O passado do capitão candidato é a ditadura que “benéfica” o país das estatais movidas a voluntarismo do andar de cima, onde minorias eram invisíveis, mulheres sabiam seu lugar e precisavam ser atraentes para merecer violação sexual. Mas o passadismo do caudilho petista e o do capitão trumpista eram esperados porque ambos vivem de culto à personalidade.
O que tento entender é o papel do meu ofício no olhar para o futuro. Os candidatos foram entrevistados por jornalistas veteranos e astutos, munidos de fatos, estatísticas, réplicas e tréplicas. Mas não pude deixar de notar uma ênfase desproporcional na revisita ao passado.
No caso do capitão, o passado é fácil de explorar para sound-bites porque ele é uma usina de despautérios que regurgita de presente para sua arquibancada. Não houve ditadura militar, o coronel torturador é o autor na sua cabeceira, as declarações imitam o modus operandi do ídolo do norte, que insulta e choca para dar aos seguidores o prazer de se vingar do establishment liberal. 
O establishment liberal é representado por jornalistas, mesmo considerando as diferenças no ecossistema de mídia dos dois países.
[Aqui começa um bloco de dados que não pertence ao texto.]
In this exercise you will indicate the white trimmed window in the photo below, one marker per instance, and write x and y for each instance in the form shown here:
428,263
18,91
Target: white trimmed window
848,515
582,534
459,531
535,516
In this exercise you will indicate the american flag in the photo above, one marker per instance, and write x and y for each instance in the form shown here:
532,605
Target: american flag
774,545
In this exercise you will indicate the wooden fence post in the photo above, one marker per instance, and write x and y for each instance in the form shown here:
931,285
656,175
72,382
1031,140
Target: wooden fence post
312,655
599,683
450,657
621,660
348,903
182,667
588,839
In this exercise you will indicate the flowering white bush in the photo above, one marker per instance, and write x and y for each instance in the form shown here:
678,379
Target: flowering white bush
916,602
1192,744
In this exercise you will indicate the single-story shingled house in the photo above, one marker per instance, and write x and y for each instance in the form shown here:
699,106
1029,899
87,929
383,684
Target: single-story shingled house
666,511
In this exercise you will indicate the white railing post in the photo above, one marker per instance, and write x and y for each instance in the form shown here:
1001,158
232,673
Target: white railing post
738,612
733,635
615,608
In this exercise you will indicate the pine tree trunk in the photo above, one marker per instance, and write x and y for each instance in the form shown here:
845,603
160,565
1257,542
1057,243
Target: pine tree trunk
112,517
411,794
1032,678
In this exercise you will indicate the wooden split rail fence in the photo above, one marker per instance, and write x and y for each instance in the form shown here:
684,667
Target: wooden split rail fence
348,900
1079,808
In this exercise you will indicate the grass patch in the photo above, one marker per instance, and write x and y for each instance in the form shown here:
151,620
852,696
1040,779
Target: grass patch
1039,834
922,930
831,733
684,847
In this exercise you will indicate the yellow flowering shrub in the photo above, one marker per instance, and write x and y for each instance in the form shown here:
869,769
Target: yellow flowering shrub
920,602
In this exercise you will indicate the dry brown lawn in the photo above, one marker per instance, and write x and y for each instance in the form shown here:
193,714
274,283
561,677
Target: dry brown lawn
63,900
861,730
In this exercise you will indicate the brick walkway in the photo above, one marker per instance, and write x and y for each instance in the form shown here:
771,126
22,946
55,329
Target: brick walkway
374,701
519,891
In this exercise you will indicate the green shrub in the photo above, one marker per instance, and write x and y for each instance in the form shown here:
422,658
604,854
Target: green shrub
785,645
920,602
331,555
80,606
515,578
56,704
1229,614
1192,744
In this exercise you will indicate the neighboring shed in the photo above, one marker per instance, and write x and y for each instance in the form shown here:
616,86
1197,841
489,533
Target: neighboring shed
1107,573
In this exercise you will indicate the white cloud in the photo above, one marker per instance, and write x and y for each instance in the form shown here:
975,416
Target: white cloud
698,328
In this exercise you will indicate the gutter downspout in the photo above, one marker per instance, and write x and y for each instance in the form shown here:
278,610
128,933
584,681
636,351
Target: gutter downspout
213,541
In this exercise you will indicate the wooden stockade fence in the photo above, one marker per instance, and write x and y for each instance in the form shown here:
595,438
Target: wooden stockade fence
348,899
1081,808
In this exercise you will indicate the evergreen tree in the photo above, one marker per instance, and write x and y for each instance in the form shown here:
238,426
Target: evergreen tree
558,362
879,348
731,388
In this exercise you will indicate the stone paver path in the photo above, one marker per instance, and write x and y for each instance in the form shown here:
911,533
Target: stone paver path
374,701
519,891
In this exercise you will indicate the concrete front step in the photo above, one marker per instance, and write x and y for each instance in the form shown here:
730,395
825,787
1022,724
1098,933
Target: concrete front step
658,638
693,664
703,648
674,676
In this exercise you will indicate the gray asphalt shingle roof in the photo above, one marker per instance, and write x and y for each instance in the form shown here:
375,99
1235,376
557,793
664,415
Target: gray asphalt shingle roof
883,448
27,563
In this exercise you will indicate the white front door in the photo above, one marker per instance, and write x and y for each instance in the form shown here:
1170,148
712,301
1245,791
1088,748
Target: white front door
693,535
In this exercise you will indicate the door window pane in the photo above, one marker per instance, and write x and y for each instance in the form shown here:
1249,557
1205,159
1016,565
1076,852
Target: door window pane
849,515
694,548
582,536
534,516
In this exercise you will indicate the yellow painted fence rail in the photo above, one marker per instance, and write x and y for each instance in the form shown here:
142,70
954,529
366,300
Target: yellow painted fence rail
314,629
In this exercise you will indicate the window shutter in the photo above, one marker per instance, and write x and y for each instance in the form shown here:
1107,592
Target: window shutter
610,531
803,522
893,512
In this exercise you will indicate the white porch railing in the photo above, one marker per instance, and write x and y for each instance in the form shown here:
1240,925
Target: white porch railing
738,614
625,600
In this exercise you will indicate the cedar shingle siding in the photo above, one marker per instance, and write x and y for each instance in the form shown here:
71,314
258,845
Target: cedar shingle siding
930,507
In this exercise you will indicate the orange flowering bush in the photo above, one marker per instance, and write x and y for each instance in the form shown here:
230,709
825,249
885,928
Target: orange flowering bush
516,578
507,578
Recomendo a leitura de um artigo do excelente crítico de mídia Michael Massing, no próximo número da revista The Nation, Jornalismo na Era de Trump: O que importa e o que falta. Massing reconhece o trabalho excepcional de repórteres americanos investigando a presidência mais caótica da história recente. Mas ele também aponta para o risco maior de ser levado na correnteza de tuítes, mentiras, ameaças militares: ignorar o cotidiano de um país continental.
Assistindo às duas longas sabatinas do capitão, pensei nas palavras de Massing. O jornalista preocupado legitimamente em revelar ao público o perfil do candidato arrisca ser visto como paroquial pelo eleitor que não tem o luxo de se debruçar sobre a história da ditadura e está consumido por problemas de sobrevivência, não de identidade.
O destaque da imprensa como inimigo, que o ídolo americano do capitão renova com intensidade cada vez maior e o fã imita bem, pode provocar uma mentalidade de estado de sítio e condescendência na mídia, alerta Massing.
Nas entrevistas que assisti, esperava mais referências diretas ao futuro e a casos específicos como, qual o papel da tecnologia “x” na destruição de empregos desta categoria? O futuro da maioria da elite dos jornalistas parece estar mais seguro do que o futuro da maioria dos eleitores. Os eleitores que estão longe do estúdio e devem ter perguntas diferentes para fazer.